The Premiere of Dvořák's Symphony
The National Conservatory of Music of America was represented in full force at the brilliant Carnegie Hall premiere of Dvořák's Symphony "From the New World" on December 16, 1893. Dvořák, his wife, and their two sons, Antonin and Otakar, sat in a box of honor with Maurice Arnold (Strathotte), the student composer for whom Dvořák had the highest hopes. Mr. and Mrs. Thurber, Dvořák's American patrons, sat proudly in an equally prominent box nearby. Victor Herbert led the cello section of the New York Philharmonic on the stage below. Scattered in the balconies were other students: Harry T. Burleigh, who had copied some of the orchestra parts on the stands of the players; and a fifteen-year-old cornetist, Edwin Franko Goldman (the future composer and director of his own "Goldman" band), who had already played some of the music from the symphony when he tested the trumpet passages for Dvořák as he was orchestrating, to see if they sat well on the instrument.
The English horn solo made a lasting impression on Maurice Arnold and two of his fellow composition students, Harvey Worthington Loomis and William Arms Fisher. Dvořák had described the slow movement as "a study or sketch for a longer work, either a cantata or an opera ... based on Longfellow's 'Hiawatha.'" But how do we explain that thirty or so years later, just when the copyright was running out, Loomis, Arnold, and Fisher, independent of one another, fitted the English-horn tune from the Largo of the symphony with a "Negro spiritual" text and had it published. Arnold came up with "Mother Mine" and Loomis with "Massa Dear," but it was Fisher's adaptation using his own text "Goin' Home" that eventually established itself as a popular Negro "spiritual." This has to be more than coincidence. It is reasonable to imagine Dvořák's telling members of his composition class that the English horn solo (a baritone instrument not unlike Burleigh's voice) was conceived as a wordless Negro spiritual for Hiawatha!
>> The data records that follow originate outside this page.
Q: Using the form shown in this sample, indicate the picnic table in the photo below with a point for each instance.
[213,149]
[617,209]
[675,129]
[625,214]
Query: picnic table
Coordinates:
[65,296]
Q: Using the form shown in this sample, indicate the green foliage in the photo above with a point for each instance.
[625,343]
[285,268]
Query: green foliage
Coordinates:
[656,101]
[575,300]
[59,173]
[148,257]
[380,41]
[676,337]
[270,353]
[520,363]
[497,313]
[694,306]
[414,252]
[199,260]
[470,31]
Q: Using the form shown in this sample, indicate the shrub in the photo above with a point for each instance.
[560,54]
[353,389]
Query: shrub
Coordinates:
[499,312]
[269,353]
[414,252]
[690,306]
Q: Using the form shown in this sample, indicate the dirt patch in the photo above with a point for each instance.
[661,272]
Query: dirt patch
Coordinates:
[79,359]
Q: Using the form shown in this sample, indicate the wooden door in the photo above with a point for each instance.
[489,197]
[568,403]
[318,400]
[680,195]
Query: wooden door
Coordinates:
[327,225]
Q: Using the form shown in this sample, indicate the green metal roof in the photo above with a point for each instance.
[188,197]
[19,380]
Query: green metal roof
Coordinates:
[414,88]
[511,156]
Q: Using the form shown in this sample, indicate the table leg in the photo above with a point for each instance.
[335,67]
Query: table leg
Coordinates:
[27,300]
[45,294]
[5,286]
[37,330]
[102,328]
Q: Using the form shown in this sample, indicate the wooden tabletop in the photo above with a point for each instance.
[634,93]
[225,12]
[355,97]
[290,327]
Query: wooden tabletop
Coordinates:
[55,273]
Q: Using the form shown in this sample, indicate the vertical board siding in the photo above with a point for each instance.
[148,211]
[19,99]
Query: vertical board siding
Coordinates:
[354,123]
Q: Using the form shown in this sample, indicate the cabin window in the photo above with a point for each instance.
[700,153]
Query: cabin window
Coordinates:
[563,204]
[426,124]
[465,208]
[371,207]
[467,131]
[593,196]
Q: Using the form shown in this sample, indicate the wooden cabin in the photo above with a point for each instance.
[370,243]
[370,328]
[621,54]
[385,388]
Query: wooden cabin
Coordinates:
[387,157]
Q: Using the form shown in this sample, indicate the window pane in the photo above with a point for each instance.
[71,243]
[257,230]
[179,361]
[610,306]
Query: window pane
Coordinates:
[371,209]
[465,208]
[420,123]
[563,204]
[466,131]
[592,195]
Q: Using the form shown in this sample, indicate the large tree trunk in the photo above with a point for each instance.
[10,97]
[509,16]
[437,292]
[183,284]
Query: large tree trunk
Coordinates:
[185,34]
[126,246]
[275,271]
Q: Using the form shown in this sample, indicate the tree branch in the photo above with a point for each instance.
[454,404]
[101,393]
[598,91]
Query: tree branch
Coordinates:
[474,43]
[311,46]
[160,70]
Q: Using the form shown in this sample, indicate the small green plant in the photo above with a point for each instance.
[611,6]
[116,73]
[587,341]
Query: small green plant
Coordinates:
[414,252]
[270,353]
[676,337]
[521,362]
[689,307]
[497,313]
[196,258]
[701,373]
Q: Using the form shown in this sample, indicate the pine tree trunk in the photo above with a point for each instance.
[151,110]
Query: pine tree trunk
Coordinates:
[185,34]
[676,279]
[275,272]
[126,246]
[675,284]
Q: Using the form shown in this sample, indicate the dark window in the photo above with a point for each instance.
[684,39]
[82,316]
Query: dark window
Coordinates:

As for his other composition students at the National Conservatory, three in particular had notable careers: Rubin Goldmark, grandson of a Hebrew cantor and nephew of the celebrated Viennese composer Karl Goldmark; the already mentioned Maurice Arnold, Dvořák's "favorite"; and proud, feisty Will Marion Cook, a man ahead of his time.
Starting in 1924, Rubin Goldmark (1872-1936) headed the composition department at the Institute of Musical Art and its successor, the Juilliard School, holding the post until his death. Goldmark also founded the Bohemian Musical Society. In the winter of 1917, a Brooklyn-born teenager, Aaron Copland, began studying privately with him, a relationship that lasted until Copland left for Paris four years later and began work with his new teacher, Nadia Boulanger. George Gershwin, forever in pursuit of a conservatory equivalency diploma, came to Goldmark for a short period in 1923. Both Copland and Gershwin lauded their work with Goldmark.
Many musicologists have been intrigued by Will Marion Cook, a catalytic figure, an angel of black music who seems to show up for a short yet efficacious time at every notable African American music event from the 1890's to World War II, from Dvořák to Duke Ellington. Cook enjoyed a significant Broadway theater career starting with Clorindy the first all-black musical on Broadway, and climaxing with In Dahomey, which was moved to London for a celebrated run at the Shaftsbury Theater. In 1918 he organized the Southern Syncopated Orchestra, a jazz orchestra with a large string contingent that anticipated Paul Whiteman's hybrid orchestras by almost a decade. The Syncopators also sang spirituals a cappella. In the spring of 1919, Cook and his orchestra set out on a European tour, introducing the newest American jazz styles, with Sidney Bechet as the leading soloist. The Syncopators opened at the Royal Philharmonic Hall, impressing the Swiss conductor Ernest Ansermet - "the astonishing perfection, the superb taste, the fervor of its playing" - and garnered a second command performance for Cook at Buckingham Palace featuring Bechet and members of the Southern Syncopated Orchestra.
It was the conservatory-trained Cook and his association with symphonic music that was on Ellington's mind when he was preparing for his first appearance in Carnegie Hall: "[Cook] was a brief but strong influence. ... Some of the things he used to tell me I never got a chance to use until ... I wrote the tone poem, 'Black, Brown and Beige.'" Cook seems to have anticipated Ellington, having once declared: "There will one day come a black Beethoven, burned to the bone by the African sun." Besides Ellington, 'Doc' Cook was mentor, guide, and/or adviser to countless American artists: among them were Eva Jessye, music educator and original choir mistress for Gershwin's Porgy and Bess, and Virgil Thomson's Four Saints in Three Acts, and the composer Harold Arlen. Cook is the central character in Josef Škvorecký's historical novel Dvořák in Love, and articles and radio broadcasts spring up every time he is rediscovered.